Earlier this month, Governor Andrew Cuomo signed an executive order to appoint New York Attorney General Eric Schneiderman as a special prosecutor who will investigate cases where civilians are killed by police officers. Cuomo, who faced pressure from activists regarding promises of criminal justice reform following the death of Eric Garner, issued the order after a bill that would have had a similar effect failed in the legislature.
Last Friday, July 17, marked one year since Garner was killed by a chokehold during his arrest on Staten Island. After a grand jury led by District Attorney Daniel Donovan declined to indict the police officer involved, protestors argued that the criminal justice system was fundamentally flawed—that the DA works too closely with local police departments, allowing for a “historic lack of police accountability.”
Westchester County has its own history of police-related civilian deaths: in 2010, Pace University football player Danroy Henry Jr. was shot and killed by a Pleasantville Police officer during an altercation outside a Thornwood bar. Henry, 20, was driving away from the bar when Officer Aaron Hess approached the vehicle. Hess was struck by the car, landed on the hood, and discharged his weapon, killing Henry and injuring another man in the car, Brandon Cox. After extensive investigation, prosecutors determined that the evidence did not prove criminal intent, and no charges were filed against Hess. The Henry family is currently pursuing a federal civil rights lawsuit.

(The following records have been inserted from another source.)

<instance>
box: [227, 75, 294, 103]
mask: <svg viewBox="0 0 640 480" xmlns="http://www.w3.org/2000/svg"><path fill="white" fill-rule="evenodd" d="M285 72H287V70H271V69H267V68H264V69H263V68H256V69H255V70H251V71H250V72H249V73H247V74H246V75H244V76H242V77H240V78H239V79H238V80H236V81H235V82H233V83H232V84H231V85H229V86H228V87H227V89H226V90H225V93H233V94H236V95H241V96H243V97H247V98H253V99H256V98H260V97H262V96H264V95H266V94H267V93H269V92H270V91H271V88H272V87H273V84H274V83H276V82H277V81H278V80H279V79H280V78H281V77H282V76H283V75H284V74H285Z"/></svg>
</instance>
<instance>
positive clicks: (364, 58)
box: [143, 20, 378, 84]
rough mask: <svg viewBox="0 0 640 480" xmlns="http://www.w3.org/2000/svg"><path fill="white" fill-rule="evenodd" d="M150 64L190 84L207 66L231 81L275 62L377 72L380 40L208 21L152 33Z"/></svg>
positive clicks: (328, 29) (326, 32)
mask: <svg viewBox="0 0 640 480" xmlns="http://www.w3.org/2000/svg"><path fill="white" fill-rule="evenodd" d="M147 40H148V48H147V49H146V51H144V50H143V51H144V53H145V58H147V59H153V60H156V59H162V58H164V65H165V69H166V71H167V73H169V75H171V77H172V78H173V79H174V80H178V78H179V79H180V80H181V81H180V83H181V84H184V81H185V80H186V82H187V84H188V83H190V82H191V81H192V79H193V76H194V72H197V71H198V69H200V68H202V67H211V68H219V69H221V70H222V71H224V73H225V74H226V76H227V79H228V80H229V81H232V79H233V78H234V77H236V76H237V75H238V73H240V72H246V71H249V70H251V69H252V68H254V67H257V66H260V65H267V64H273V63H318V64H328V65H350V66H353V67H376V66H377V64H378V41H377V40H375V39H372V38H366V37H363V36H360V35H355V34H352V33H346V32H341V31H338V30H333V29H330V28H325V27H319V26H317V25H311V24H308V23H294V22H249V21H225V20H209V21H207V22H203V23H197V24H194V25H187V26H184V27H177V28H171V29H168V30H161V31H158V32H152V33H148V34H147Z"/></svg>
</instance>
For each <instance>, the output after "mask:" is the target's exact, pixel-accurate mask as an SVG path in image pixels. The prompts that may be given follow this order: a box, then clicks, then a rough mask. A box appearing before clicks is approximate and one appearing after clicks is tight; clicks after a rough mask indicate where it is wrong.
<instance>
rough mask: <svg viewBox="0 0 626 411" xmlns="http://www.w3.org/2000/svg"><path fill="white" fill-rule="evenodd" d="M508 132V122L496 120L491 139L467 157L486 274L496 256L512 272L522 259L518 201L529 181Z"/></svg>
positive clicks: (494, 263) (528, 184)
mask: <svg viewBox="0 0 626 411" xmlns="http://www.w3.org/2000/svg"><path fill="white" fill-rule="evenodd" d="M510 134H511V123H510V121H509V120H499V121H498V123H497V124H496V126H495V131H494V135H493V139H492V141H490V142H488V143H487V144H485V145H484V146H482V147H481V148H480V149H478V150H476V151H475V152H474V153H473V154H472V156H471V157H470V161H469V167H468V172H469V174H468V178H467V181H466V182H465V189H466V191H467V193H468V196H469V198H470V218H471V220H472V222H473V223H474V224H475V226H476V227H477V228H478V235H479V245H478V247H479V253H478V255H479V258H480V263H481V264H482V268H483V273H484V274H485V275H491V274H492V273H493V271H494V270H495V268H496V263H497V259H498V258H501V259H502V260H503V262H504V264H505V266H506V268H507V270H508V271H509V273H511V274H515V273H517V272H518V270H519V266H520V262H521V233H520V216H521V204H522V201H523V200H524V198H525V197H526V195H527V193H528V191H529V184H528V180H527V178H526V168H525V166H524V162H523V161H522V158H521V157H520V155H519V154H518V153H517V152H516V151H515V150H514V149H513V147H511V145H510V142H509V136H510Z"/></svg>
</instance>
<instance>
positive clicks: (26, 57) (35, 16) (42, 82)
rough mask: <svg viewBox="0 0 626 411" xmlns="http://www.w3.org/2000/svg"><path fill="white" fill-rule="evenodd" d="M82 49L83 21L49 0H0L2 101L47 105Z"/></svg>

The NAACP commended Cuomo on his appointment of Schneiderman. “We are taking Governor Cuomo at his word and are fully supportive,” said Joan Grangenois-Thomas, president of the Port Chester/Rye NAACP chapter. Grangenois-Thomas explained that the New York State Metropolitan Conference of the NAACP has been working with Cuomo to gain support for the order, and “will continue to make sure he stands by his word.”
One of the main goals of the appointment of a special prosecutor is the restoration of trust in policing and the criminal justice system. “There’s a lot of work that needs to be done…this is one step in many that need to be taken in order to return confidence,” said Grangenois-Thomas. “It’s a positive step forward.”
On the other hand, opponents of the order argue that the appointment of a special prosecutor was the wrong way to handle the situation. Detective Keith Olson, president of the Yonkers Police Benevolent Association, said he thought the appointment was “a mistake” and is concerned that the order was put forth for the purpose of indicting officers rather than seeking justice. “Things of this nature should be legislative. There were some proposals made, and our elected officials in the assembly and the senate bounced some ideas around. Ultimately those who were elected to represent the people chose not to move anything forward. I think this is just circumventing the process,” he said. “I think the goal should always be to seek justice, and I think that the process we had, which was in the hands of the DA’s office, worked.”
New York State is the first and only state in the country to implement such a system for prosecuting cases involving civilian deaths at the hands of law enforcement officers.